We know models such as logistic, Poisson, etc. fall under the umbrella of generalized linear models.

Well, yes and no. Given the context of the question, we must be quite careful to specify what we're talking about -- and "logistic" and "Poisson" alone are insufficient to describe what is intended.

(i) "Poisson" is a distribution. As a description of a conditional distribution, it's not linear (and hence not a GLM) unless you specify a linear (in parameters) model to describe the conditional mean (i.e. it's not sufficient merely to say "Poisson"). When people specify "Poisson regression", they nearly always intend to a model that is linear in parameters, and is therefore a GLM. But "Poisson" alone could be any number of things*.

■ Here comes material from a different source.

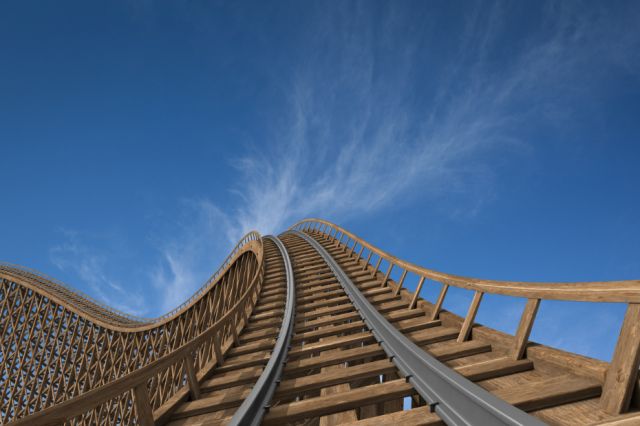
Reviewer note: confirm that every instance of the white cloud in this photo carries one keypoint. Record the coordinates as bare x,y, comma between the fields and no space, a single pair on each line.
78,257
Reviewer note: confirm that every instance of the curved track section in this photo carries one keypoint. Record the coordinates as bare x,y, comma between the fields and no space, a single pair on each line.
253,408
455,399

(ii) "Logistic" on the other hand refers to the description of a mean (that the mean is logistic in predictors). It's not a GLM unless you combine it with a conditional distribution that's in the exponential family. When people say "logistic regression" on the other hand, they almost always mean a binomial model with logit link - that does have mean that's logistic in predictors, the model is linear in parameters and is in the exponential family, so is a GLM.

The model includes nonlinear functions of the parameters,

Well, again, yes and no.

The linear in "generalized linear model" says the parameters enter the model linearly. Specifically, what's meant is that on the scale of the linear predictor $\eta=g(\mu)$, the model is of the form $\eta=X\beta$.

which may in turn be modeled using the linear model framework by using the appropriate link function.

Correct

I'm wondering if you consider (teach?) situations such as logistic regression as a:

(I am changing the order of your question here)

Linear model, since the link transforms us to the linear model framework

It's conventional to call a GLM "linear", for precisely this reason. Indeed, it's pretty clear that this is the convention, because it's right there in the name.

Nonlinear model, given the form of the parameters

We must be very careful here, because "nonlinear" generally refers to a model that is nonlinear in parameters. Contrast nonlinear regression with generalized linear models.

So if you want to use the term "nonlinear" to describe a GLM, it's important to carefully specify what you mean - generally, that the mean is non linearly related to the predictors.

Indeed, if you do use "nonlinear" to refer to GLMs, you will get into difficulty not just with convention (and so be likely to be misunderstood), but also when trying to talk about generalized nonlinear models. It's a bit hard to explain the distinction if you already characterized GLMs as "nonlinear models"!

* Consider a Poisson nonlinear regression model, one where there is no $g(\mu)$ for which the parameters enter linearly, so we still have:

$$ Y\sim \text{Poisson}(\mu_x)$$

but for example, where $x$ is age, $Y$ at a given $x$ is observed deaths, and $\mu_x$ is a model for population annual mortality at age $x$:

$$\mu_x = \alpha + \exp(\beta x)\,.$$

(Normally we'd have an offset here for the population at age $x$ which would shift the $\alpha$ term, but we can posit a situation where we observe a constant exposure. Note that both Poisson and binomial models are used for modelling mortality.)

Here the first term represents a constant death rate due to (say) accidents (or other effects not much related to age) while the second term has an increasing death rate due to age. Such a model may perhaps sometimes be feasible over short ranges of later-adult-but-not-senescent-ages; it's essentially Makeham's law (there presented as a hazard function, but for which an annualized rate would be a reasonable approximation).

That's a generalized nonlinear model.